La aparición del Señor Dongfang había hecho que muchos admiradores de Yun Che suspiraran aliviados, pero en un instante, Yun Che mostró una arrogancia incomprensible, "echando" al Señor Dongfang. ¿Él solo, un joven de apenas diecinueve años, iba a enfrentarse a la Secta Fantian? ¿Con qué iba a enfrentarse a los dos mil discípulos de élite de la Secta Fantian... y a ocho expertos en el Reino Tianxuan... incluyendo dos picos de la etapa tardía del Reino Tianxuan?
¡¿Acaso se cree un dios?!
—¡Jajajaja! Hace tiempo que oí que eras un mocoso arrogante que no sabe lo que es la muerte. ¡Y resulta que no me lo habían contado! —Fen Moran soltó una gran carcajada y se dispuso a atacar.
Pero Yun Che ni siquiera lo miró. Agarró a Long Que, fijó la mirada en Fen Juecheng y dijo fríamente: —Fen Juecheng, tú sabes mejor que nadie quién mató a Fen Juebi. Yo no tenía rencor contigo, pero tú planeaste matarme. Esa cuenta la dejo por ahora... Pero la princesa Cang Yue es mi hermana mayor, mi salvadora, y ¡es mi mujer! Tú, Fen Juecheng, ni siquiera mereces un cabello de ella. Si quieres llevarte a mi hermana mayor Xueruo, primero tendrás que pasar por encima de mí. Si no... ¡vuelve a tu Secta Fantian con el rabo entre las piernas!
Al terminar de hablar, Yun Che atacó de repente. Blandió Long Que y se lanzó directamente contra Fen Moran, que estaba al frente.
—¡Buscas la muerte!
Que un joven se atreviera a atacar a un poderoso experto de la cima del Imperio Cangfeng hizo que Fen Moran sonriera con desprecio. Levantó una mano, y entre sus dedos estalló una llama púrpura. Iba a agarrar a Yun Che cuando de repente vio borroso. Frente a él, Yun Che se había convertido en cuatro figuras idénticas.
Sin previo aviso, sin fluctuación de fuerza arcana.
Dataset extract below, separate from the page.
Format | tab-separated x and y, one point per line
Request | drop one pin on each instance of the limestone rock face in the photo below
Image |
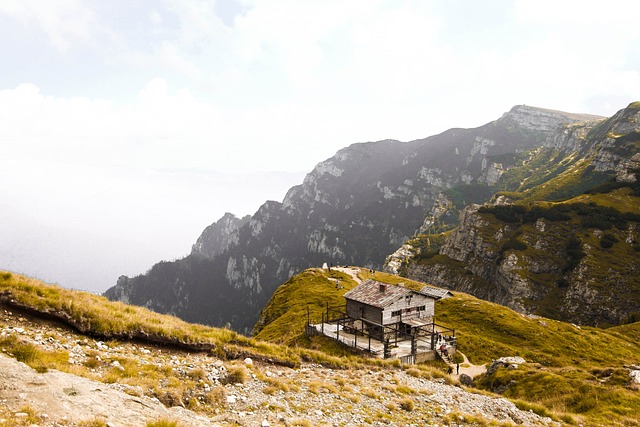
355	208
560	266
Las cuatro figuras eran exactamente iguales, sin la más mínima diferencia en apariencia o aura.
Fen Moran, que había vivido décadas, nunca había visto una técnica de movimiento tan extraña. En el breve instante de desconcierto, el verdadero cuerpo de Yun Che pasó velozmente a su lado, directo hacia Fen Juecheng.
Un anciano de la Secta Fantian, ¡había sido esquivado por un joven! No solo no lo atrapó, sino que ni siquiera logró detenerlo un instante. Casi le estalla el hígado de la rabia. Se dio la vuelta y rugió furioso: —¡Mocoso astuto... proteged al joven maestro!
Mientras Yun Che se acercaba a gran velocidad, los discípulos de la Secta Fantian se abalanzaron en masa. Una espada de fuego se alzó, creando dragones de llamas que envolvía a Yun Che.
De esos dos mil discípulos de la Secta Fantian, al menos mil trescientos estaban en el Reino Lingxuan, y setecientos en el Reino Dixuan.
Un ejército de élite tan vasto y lujoso, con ataques densos e incesantes, era incluso más amenazador que la combinación de los ocho expertos en el Reino Tianxuan.
Pero hoy se enfrentaban a Yun Che.
La espada pesada de Yun Che era especialmente eficaz contra muchos enemigos.
Cuantos más enemigos, más podía la espada pesada mostrar su poder.